12.5.3 format and write

Finally, let's take a look at the format and write functions. format is designed to generate reports and can handle page numbers, headers, and various layout options such as centering and left and right justification. It's modelled on the FORTRAN programming-language conventions for formatting and so is particularly handy for producing reports based on that style, such as the PDB file format, in which fields are specified as occupying certain columns on the line.

Example 12-4 is a short example of a format that creates a FASTA-style output.

Example 12-4. Example of format function to produce FASTA output

#!/usr/bin/perl
# Create fasta format  DNA output with "format" function

use strict;
use warnings;

# Declare variables
my $id = 'A0000';
my $description = 'Highly weird DNA.  This DNA is so unlikely!';
my $DNA = 'AAAAAACCCCCCCCCCCCCCGGGGGGGGGGGGGGGGGGGGGGTTTTTTTTTTTTTTTTTTTTT';

# Define the format
format STDOUT =
# The header line
>@<<<<<<<<< @<<<<<<<<<<<<<<<<<<<<<<<<<<<<<<<<<<<...
$id,        $description
# The DNA lines
^<<<<<<<<<<<<<<<<<<<<<<<<<<<<<<<<<<<<<<<<<<<<<<<<<~~
$DNA
.

# Print the fasta-formatted DNA output
write;

exit;

Here's the output of Example 12-4:

>A0000      Highly unlikely DNA.  This DNA is so...
AAAAAACCCCCCCCCCCCCCGGGGGGGGGGGGGGGGGGGGGGTTTTTTTTT
TTTTTTTTTTTT

After declaring and initializing the variables that fill in the form, the form is defined with:

 format STDOUT =

and the format continues until it reaches the line with a period at the beginning.

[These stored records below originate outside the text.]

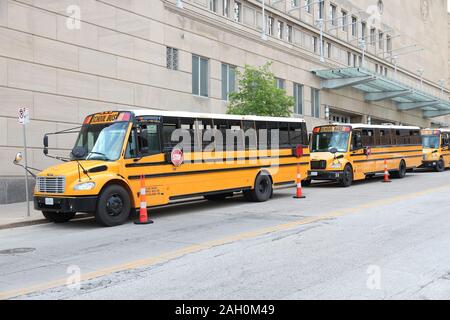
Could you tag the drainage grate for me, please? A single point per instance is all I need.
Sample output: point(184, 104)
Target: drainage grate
point(17, 250)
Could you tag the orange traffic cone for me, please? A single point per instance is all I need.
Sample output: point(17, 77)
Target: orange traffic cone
point(386, 173)
point(299, 194)
point(143, 214)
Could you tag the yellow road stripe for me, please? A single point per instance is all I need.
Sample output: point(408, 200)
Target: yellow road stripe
point(147, 262)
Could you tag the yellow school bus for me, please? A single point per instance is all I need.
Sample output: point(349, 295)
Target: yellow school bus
point(350, 152)
point(436, 152)
point(179, 154)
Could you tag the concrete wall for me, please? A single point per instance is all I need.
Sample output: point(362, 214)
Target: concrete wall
point(117, 59)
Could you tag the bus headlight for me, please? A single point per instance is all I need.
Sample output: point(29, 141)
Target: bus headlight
point(336, 165)
point(84, 186)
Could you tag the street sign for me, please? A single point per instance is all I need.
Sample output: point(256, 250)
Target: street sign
point(24, 116)
point(24, 119)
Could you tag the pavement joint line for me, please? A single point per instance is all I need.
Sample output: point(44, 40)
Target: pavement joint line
point(168, 256)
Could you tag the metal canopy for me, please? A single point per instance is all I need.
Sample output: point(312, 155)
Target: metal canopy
point(378, 88)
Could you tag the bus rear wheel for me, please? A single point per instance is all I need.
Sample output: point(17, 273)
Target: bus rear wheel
point(263, 188)
point(113, 207)
point(347, 179)
point(440, 166)
point(58, 217)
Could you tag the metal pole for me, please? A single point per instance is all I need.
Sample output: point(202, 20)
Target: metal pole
point(26, 166)
point(264, 34)
point(322, 58)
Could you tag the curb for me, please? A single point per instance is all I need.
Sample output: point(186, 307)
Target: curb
point(20, 224)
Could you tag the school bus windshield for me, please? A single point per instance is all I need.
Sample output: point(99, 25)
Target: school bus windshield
point(324, 141)
point(102, 141)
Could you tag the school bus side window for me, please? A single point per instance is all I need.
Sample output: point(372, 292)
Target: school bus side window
point(144, 141)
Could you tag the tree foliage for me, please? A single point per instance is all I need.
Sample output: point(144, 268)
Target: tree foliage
point(259, 95)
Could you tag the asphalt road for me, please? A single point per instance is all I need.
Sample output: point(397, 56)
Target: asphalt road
point(370, 241)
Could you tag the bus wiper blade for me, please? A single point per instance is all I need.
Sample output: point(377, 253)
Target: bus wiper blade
point(99, 153)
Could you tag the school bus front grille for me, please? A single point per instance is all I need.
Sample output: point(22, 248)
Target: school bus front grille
point(51, 184)
point(318, 165)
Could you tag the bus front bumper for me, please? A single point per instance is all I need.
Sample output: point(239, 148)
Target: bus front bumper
point(66, 204)
point(325, 175)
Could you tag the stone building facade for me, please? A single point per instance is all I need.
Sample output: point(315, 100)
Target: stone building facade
point(64, 59)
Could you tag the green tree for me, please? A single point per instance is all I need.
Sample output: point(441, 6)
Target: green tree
point(258, 94)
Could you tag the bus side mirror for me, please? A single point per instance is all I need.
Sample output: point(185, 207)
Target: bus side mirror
point(143, 141)
point(298, 151)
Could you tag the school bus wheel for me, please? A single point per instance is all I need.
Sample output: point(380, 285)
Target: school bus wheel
point(263, 188)
point(58, 217)
point(401, 172)
point(347, 176)
point(113, 206)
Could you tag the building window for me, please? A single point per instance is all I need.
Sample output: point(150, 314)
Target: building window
point(344, 20)
point(289, 33)
point(388, 43)
point(321, 8)
point(213, 5)
point(308, 6)
point(237, 12)
point(172, 58)
point(315, 103)
point(200, 76)
point(298, 98)
point(363, 30)
point(354, 27)
point(270, 23)
point(315, 44)
point(228, 80)
point(226, 8)
point(280, 30)
point(333, 14)
point(281, 83)
point(372, 36)
point(381, 40)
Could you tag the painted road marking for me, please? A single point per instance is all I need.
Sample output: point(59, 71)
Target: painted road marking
point(165, 257)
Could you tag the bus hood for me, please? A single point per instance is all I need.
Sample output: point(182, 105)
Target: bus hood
point(327, 156)
point(430, 154)
point(69, 169)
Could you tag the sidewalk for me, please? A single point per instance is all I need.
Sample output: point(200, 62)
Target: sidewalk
point(15, 215)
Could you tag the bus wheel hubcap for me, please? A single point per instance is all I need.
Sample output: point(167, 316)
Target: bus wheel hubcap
point(114, 205)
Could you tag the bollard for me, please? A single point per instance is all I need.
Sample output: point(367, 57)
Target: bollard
point(143, 213)
point(386, 173)
point(299, 194)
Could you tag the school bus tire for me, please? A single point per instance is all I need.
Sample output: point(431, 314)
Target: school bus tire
point(263, 189)
point(58, 217)
point(347, 179)
point(440, 165)
point(401, 172)
point(248, 196)
point(113, 206)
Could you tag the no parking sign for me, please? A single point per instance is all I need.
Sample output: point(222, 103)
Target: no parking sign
point(24, 116)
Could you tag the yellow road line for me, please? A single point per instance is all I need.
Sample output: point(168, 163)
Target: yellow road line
point(147, 262)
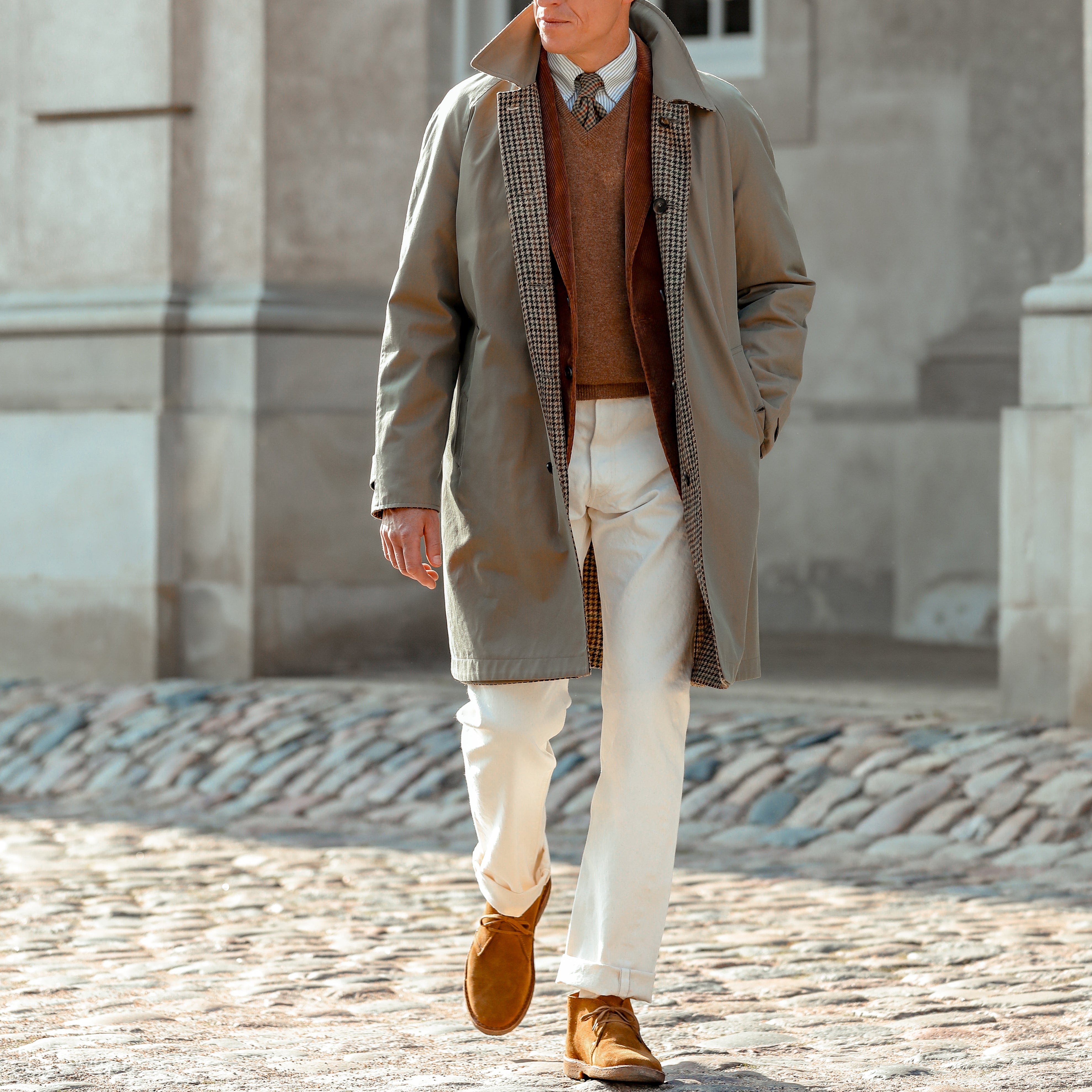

The format is composed of three kinds of lines:

A comment beginning with the pound sign #
A picture line that specifies the layout of text
An argument line that names the variables that fill in the preceding picture line

The picture line and the argument line must be adjacent; they can't be separated by a comment line, for instance.

The first picture line/argument line combo is for the header information:

>@<<<<<<<<< @<<<<<<<<<<<<<<<<<<<<<<<<<<<<<<<<<<<...
$id,        $description

The picture line has two picture fields in it, associated with the variables $id and $description, respectively. The picture line begins with a greater-than sign, >, which is just text that begins each FASTA file header line, by definition. Then comes the first picture field, which is an @ sign followed by nine < signs. The @ sign declares a field that has the associated variable interpolated into it. The use of the nine less-than signs specifies that the value should be left-justified, for a total of 10 columns. If the value is bigger than 10 columns, it is truncated. A less-than sign left-justifies, a greater-than sign right-justifies, and a vertical bar | centers the data in the field.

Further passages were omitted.